Citigroup's secret transfer of hundreds of millions of dollars for wealthy foreign politicians or their relatives during the 1990s through a global web of bank accounts will be scrutinized this week at Senate hearings on the lucrative world of private banking.
A major accusation to be explored at the hearings is that top Citigroup officials, including chief executive John Reed, knew about but paid little heed to internal bank audits in the 1990s warning that the private banking unit was vulnerable to money laundering, according to congressional investigators.
Questions about possible money laundering by Citigroup have been raised in official reports and news accounts since 1995.
Citigroup has said that private banking problems were isolated cases involving lower-level employees without the knowledge of higher-ups and that the problems have been remedied.
The hearings by the Senate's permanent subcommittee on investigations were initiated a year ago by publicity surrounding Citigroup's relationship with Raul Salinas, the brother of the former Mexican president, and as much as $100 million in alleged drug money the bank secretly transferred out of Mexico from 1992 to 1994 on his behalf.
The U.S. General Accounting Office, the investigative agency of Congress, found in 1998 that in handling Salinas, who is in jail after being convicted of murder, the nation's largest bank repeatedly failed to follow its own safeguards designed to protect it against money laundering.
Regulators at the Federal Reserve Board reviewed the bank's practices in 1997, stating in an internal memo that "the problem is that for years audit has been identifying problems and nothing has been done about it," according to documents obtained by the subcommittee.
After forcing the bank to substantially clean up its private banking operations in 1998, the Fed approved its pending merger with insurance giant Travelers Group in October of that year.
The subcommittee has spent a year examining Citigroup, but congressional investigators make clear in interviews and in a report by the panel's Democrats that the pattern found at Citigroup results from procedures that are standard throughout the private banking industry.
Private banking units manage an estimated $15.5 trillion worldwide for wealthy people who want to move money secretly to avoid taxes or other encounters with governments.
The subcommittee's Democrats and Republicans worked on the year-long investigation, but only staffers for Sen.

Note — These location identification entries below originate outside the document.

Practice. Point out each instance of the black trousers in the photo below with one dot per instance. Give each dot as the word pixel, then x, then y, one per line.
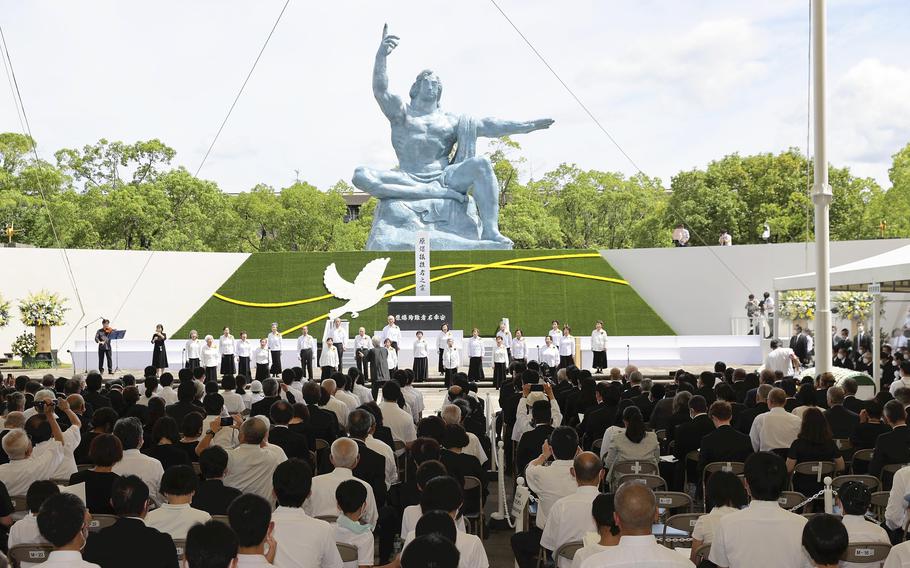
pixel 102 354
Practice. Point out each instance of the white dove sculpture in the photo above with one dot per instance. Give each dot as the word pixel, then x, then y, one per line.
pixel 363 293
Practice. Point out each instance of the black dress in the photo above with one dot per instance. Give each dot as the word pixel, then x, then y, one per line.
pixel 159 352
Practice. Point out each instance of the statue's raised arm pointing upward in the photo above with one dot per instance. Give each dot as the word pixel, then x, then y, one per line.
pixel 429 191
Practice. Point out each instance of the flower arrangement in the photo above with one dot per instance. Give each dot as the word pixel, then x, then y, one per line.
pixel 797 305
pixel 42 308
pixel 25 345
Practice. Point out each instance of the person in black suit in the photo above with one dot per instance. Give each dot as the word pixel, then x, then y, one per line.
pixel 843 423
pixel 894 446
pixel 295 445
pixel 532 440
pixel 212 495
pixel 725 443
pixel 688 438
pixel 129 537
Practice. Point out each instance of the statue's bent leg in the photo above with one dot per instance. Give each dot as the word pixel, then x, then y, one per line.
pixel 478 171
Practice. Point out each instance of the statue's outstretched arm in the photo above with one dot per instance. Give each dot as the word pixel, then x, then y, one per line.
pixel 391 105
pixel 494 127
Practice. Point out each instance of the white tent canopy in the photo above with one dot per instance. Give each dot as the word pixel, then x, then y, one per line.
pixel 890 269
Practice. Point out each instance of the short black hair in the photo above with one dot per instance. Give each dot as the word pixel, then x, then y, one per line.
pixel 38 492
pixel 61 518
pixel 443 493
pixel 430 551
pixel 129 494
pixel 210 545
pixel 766 474
pixel 292 482
pixel 825 539
pixel 249 516
pixel 213 462
pixel 350 495
pixel 179 480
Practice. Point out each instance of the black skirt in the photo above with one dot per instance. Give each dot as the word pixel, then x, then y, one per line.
pixel 475 369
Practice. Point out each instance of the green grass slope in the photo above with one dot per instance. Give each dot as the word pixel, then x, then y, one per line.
pixel 530 299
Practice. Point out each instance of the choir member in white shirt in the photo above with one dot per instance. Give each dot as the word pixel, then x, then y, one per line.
pixel 506 336
pixel 193 350
pixel 244 350
pixel 274 342
pixel 392 332
pixel 442 341
pixel 328 361
pixel 226 347
pixel 362 345
pixel 339 337
pixel 210 358
pixel 450 360
pixel 420 358
pixel 519 347
pixel 599 347
pixel 475 356
pixel 306 346
pixel 261 356
pixel 500 360
pixel 392 358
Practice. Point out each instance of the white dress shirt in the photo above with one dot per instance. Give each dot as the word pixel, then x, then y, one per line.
pixel 146 468
pixel 250 469
pixel 762 534
pixel 598 340
pixel 550 483
pixel 226 344
pixel 321 501
pixel 210 356
pixel 569 519
pixel 399 421
pixel 273 341
pixel 475 347
pixel 383 449
pixel 175 520
pixel 774 429
pixel 193 348
pixel 392 333
pixel 470 550
pixel 304 542
pixel 638 552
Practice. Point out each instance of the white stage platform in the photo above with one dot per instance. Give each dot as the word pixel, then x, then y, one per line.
pixel 644 351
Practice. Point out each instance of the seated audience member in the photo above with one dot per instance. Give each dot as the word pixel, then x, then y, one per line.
pixel 726 495
pixel 636 511
pixel 176 516
pixel 570 518
pixel 212 495
pixel 825 540
pixel 25 530
pixel 306 542
pixel 352 499
pixel 212 545
pixel 430 551
pixel 148 469
pixel 743 537
pixel 25 466
pixel 603 513
pixel 129 537
pixel 344 456
pixel 106 451
pixel 63 522
pixel 252 463
pixel 251 518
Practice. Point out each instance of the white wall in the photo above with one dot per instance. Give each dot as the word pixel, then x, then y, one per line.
pixel 172 286
pixel 697 295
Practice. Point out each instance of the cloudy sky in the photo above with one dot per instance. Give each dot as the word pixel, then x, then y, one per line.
pixel 676 83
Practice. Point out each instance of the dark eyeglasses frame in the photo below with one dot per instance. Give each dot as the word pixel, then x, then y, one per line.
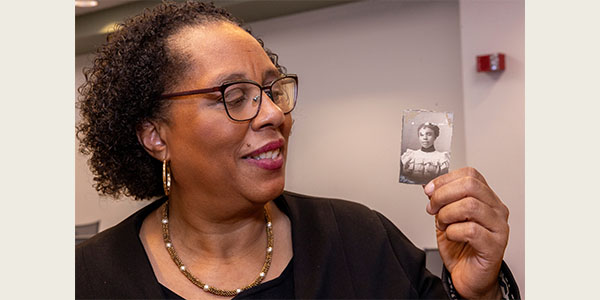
pixel 268 90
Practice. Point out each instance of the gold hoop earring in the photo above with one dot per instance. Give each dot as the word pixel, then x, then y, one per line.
pixel 167 177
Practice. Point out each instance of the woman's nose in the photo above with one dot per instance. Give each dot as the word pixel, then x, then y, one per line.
pixel 269 113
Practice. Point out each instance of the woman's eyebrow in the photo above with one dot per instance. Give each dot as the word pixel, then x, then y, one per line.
pixel 229 77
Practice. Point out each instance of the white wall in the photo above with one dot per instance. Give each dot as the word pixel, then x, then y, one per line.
pixel 360 65
pixel 495 110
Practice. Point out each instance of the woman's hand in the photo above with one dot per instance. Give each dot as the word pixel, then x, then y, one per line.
pixel 472 231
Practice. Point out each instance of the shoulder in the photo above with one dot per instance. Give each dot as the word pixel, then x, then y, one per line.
pixel 356 240
pixel 324 209
pixel 107 264
pixel 354 222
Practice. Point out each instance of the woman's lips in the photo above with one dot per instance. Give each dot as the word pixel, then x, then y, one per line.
pixel 269 156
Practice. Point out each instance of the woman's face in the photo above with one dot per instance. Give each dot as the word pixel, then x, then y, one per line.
pixel 212 155
pixel 426 137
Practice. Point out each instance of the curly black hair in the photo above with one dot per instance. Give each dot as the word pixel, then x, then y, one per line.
pixel 122 88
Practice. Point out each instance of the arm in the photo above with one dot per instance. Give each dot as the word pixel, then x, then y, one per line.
pixel 472 231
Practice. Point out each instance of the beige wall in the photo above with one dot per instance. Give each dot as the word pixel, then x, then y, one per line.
pixel 494 106
pixel 359 66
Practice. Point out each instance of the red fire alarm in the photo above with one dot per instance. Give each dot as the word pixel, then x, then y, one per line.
pixel 490 62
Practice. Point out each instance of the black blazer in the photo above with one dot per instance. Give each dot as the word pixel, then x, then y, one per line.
pixel 341 250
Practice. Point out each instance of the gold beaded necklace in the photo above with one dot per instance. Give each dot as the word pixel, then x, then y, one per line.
pixel 202 285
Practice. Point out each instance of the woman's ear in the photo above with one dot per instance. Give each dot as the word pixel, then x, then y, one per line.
pixel 152 138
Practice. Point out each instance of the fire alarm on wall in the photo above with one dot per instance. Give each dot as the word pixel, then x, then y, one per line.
pixel 490 62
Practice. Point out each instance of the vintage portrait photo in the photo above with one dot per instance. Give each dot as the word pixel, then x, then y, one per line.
pixel 426 140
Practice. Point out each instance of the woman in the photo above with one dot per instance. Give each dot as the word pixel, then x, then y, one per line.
pixel 425 164
pixel 184 105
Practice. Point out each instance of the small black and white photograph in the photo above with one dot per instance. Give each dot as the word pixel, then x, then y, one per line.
pixel 426 140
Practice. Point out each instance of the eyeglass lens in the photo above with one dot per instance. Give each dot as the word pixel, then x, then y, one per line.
pixel 242 100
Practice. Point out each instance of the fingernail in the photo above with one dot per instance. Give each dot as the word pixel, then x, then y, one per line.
pixel 429 188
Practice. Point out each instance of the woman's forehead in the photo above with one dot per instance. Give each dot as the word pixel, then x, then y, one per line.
pixel 220 50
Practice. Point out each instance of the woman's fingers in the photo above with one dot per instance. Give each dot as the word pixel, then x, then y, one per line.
pixel 487 244
pixel 470 209
pixel 460 184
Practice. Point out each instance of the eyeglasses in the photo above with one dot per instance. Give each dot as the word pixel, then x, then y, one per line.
pixel 242 99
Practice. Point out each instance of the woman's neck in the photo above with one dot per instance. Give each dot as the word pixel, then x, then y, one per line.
pixel 216 232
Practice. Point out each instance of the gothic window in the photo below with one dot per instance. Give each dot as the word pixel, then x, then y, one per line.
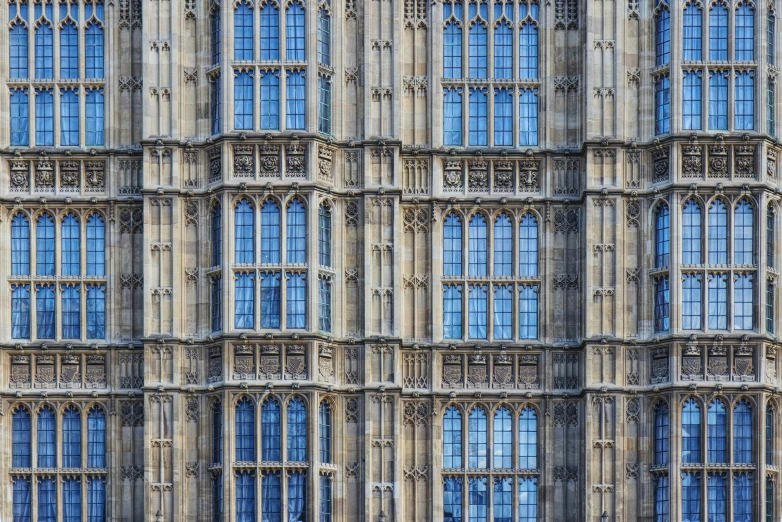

Carl M. Levin (D-Mich.) wrote a report summarizing the findings.
A Republican investigator on the subcommittee said the panel's chairman, Sen. Susan Collins (R-Maine), agrees with the facts outlined in the report and its overall conclusion that Citigroup acted too slowly to correct problems. The investigator said, however, that Collins needs more time to study the report before she can say she agrees with "every line in it."
Among the report's findings:
* After Salinas was arrested in 1995 on charges of murder, Citigroup employees had taped phone conservations that show "the private bank's institutional reaction was not to assist law enforcement, but to determine whether the Salinas accounts should be moved to Switzerland to make discovery of the assets and bank records more difficult."
* Citigroup was a private banker to Asif Ali Zardari, the husband of Benazir Bhutto, the former prime minister of Pakistan. The Pakistani government claims that Bhutto and Zardari "stole over $1 billion from the country," and there have been allegations that some Citigroup accounts for Zardari "were used to disguise $10 million in kickbacks for a gold importing contract to Pakistan."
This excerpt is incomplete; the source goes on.